Fear ripples through my body.
My heart is beating fast, my thoughts racing. It’s a beautiful day in Guatemala, but all I can think about is why in the hell I agreed to teach English to six different classes, each at different levels, while in a completely foreign country.
Rewind to two weeks prior: I landed in Guatemala City to work with an international volunteer organization that empowers women and children through education. I have taught English to small children before, but never to teenagers who don’t speak any English. I also speak zero Spanish, and I’m not a certified English teacher.
This morning though, it is game time. I am scared and filled with fear that I am either going to screw this up or make a complete ass of myself. My taxi is late, of course signifying that today is going to be a complete disaster.
After finally getting into my taxi, I notice my driver (who also speaks very little English) is driving incredibly slowly. He manages to say “take it easy” in English. While he was referring to the traffic and his driving, I take it as a sign to calm myself the f*ck down.
I take a few deep breaths and think about what I am about to embark on. I rationally explain to myself that I have two choices: I could continue on this path of mental destruction or I could focus on what I could do right.
I could shift my awareness to the fact that this whole situation has nothing to do with me and understand that it was really all about these kids who wanted to learn English.
I chose the latter.
Thankfully, the day went exceptionally well. But reflecting upon it now, I can’t help but think of how many other times I’ve been in this same mental space of worry and fear. Times when I allowed these emotions to completely take over and disrupt any positives that the experience might have provided. Times when I allowed these imaginary thoughts to control my behavior.
Fear is a powerful and primitive human emotion.
So here are a four things I have been using since to overcome the mental destruction of fear, worry, and overwhelm:
1. Breathe. Take one, two, or 50 deep breaths. Not only does this feel good, but it also calms the nervous system and activates the hypothalamus, which then sends out neuro-hormones that inhibit stress-producing hormones and trigger a relaxation response in the body.

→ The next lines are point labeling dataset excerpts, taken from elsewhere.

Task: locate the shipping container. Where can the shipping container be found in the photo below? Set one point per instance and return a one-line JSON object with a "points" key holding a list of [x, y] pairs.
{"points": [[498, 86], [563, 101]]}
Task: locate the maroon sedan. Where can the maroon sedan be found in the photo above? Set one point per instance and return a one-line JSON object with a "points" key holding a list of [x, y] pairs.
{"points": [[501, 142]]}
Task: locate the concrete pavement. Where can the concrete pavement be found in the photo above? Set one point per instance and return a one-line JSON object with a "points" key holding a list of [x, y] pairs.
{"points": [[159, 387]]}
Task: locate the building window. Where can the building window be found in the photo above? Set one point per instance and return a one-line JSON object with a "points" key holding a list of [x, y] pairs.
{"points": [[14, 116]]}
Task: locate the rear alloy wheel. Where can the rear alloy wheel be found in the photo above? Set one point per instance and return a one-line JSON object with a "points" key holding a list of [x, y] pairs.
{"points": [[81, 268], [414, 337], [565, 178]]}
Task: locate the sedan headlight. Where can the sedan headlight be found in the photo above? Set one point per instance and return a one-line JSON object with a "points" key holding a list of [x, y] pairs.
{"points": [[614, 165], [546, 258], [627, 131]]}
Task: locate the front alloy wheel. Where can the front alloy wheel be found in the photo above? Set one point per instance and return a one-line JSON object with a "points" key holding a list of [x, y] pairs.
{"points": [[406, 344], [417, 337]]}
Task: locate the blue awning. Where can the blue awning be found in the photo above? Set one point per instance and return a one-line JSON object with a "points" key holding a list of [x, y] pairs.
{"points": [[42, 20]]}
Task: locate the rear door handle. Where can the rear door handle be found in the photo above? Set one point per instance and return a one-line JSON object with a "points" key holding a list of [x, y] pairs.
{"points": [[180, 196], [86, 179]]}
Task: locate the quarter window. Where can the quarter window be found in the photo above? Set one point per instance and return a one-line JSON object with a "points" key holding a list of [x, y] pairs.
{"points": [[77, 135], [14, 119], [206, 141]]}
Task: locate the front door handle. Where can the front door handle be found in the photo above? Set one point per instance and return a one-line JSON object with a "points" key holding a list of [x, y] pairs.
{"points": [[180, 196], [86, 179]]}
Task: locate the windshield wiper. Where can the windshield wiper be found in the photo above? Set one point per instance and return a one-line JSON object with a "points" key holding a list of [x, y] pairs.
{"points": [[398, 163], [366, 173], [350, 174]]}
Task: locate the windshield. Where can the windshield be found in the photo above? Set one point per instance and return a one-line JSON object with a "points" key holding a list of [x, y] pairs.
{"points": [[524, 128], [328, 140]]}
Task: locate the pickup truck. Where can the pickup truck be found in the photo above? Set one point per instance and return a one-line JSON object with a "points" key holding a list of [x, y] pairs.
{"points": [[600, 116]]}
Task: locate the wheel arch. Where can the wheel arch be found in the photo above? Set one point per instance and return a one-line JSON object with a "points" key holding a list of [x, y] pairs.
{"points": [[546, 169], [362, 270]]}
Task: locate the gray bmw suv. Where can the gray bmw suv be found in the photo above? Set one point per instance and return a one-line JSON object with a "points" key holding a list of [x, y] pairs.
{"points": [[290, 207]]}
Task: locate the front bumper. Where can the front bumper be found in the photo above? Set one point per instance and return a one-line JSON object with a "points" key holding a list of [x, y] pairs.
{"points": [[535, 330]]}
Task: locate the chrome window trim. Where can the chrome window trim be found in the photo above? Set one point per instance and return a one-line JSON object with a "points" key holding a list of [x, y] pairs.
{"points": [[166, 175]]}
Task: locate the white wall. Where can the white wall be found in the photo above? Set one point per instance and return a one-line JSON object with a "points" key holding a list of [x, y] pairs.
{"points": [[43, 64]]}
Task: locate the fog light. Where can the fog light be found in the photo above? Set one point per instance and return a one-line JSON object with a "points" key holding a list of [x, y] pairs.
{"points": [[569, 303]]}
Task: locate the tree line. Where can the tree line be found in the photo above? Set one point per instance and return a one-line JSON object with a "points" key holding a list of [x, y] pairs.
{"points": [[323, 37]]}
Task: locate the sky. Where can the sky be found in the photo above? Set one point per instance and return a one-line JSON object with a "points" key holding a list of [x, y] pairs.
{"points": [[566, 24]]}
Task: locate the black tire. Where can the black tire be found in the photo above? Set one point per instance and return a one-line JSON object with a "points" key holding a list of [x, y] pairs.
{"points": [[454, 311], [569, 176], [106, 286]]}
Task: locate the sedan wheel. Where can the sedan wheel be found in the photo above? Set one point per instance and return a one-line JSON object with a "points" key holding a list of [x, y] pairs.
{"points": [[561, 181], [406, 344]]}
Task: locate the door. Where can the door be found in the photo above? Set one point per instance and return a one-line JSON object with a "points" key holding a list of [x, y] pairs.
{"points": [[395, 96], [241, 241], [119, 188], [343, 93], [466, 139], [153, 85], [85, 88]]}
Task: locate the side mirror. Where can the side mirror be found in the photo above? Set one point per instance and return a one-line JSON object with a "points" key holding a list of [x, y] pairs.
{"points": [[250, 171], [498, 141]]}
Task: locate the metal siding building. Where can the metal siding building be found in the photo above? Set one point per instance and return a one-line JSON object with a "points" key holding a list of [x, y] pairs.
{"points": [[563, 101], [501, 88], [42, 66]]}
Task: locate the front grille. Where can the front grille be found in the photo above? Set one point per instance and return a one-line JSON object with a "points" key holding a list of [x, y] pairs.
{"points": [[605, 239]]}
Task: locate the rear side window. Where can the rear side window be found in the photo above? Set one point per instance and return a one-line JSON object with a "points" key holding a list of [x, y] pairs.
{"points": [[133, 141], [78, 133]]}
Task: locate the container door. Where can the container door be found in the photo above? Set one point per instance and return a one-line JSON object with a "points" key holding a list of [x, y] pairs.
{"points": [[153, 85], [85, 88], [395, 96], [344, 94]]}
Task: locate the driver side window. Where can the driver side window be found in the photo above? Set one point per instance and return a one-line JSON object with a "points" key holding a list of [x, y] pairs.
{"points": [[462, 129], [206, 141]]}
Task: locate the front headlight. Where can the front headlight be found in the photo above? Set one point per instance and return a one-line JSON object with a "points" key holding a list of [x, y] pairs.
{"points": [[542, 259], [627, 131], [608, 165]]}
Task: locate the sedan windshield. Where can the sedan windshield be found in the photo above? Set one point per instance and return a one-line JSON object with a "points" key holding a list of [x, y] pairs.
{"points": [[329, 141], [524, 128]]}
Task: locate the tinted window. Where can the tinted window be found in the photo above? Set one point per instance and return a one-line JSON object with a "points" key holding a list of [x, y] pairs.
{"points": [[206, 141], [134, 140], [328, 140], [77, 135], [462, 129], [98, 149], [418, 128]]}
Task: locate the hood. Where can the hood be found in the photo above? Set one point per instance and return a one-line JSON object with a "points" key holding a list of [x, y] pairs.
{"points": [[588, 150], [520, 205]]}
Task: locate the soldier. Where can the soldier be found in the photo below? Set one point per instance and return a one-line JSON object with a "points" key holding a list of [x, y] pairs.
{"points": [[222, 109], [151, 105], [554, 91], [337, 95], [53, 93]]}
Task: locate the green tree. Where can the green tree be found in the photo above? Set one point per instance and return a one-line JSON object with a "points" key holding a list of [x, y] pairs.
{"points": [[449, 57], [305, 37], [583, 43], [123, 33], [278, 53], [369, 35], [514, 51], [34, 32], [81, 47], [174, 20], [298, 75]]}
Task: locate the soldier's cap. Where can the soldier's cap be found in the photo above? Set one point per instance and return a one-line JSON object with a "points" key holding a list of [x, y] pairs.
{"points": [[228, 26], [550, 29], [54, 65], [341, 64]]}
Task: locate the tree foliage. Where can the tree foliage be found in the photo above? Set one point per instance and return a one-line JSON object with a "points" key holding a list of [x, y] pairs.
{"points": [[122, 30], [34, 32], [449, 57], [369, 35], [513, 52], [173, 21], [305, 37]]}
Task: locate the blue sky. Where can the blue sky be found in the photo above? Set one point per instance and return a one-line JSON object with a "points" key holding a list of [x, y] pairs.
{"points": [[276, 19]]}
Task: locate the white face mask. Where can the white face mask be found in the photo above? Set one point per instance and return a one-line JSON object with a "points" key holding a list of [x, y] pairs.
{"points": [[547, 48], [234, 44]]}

In other words, you feel calm.
2. Imagine a time you overcame. Close your eyes and take yourself back to experiences where you did succeed. Relive those for a moment . Feel what it felt like to accomplish something big and allow those feelings to release that happy chemical inside you.
3. Take yourself out of the equation. Most of the time when we do something big, we are doing it for reasons other than ourselves.
We must remember why we are engaging in an activity. For me, it was to let these kids know that someone genuinely cared and that their education was important. Think about what you are doing and how it impacts the bigger picture.
4. Challenge your thoughts. This one may be the hardest in the moment of overwhelm, but ask yourself, are the thoughts I am thinking reflective of reality? Most of the time, they’re not.
We have the ability to challenge the thoughts in our heads and ask whether they are coming from fear or empowerment. We can then choose which thoughts we want to think and change our emotions that come along with them.
While I don’t think that we can always control the thoughts that run through our heads, I do think we have the ability to take a step back and challenge what we are thinking. We can always check into our emotions and ask ourselves better questions.
If we can shift that overwhelm and fear to empowerment and strength, we can change our whole perception of what we are doing.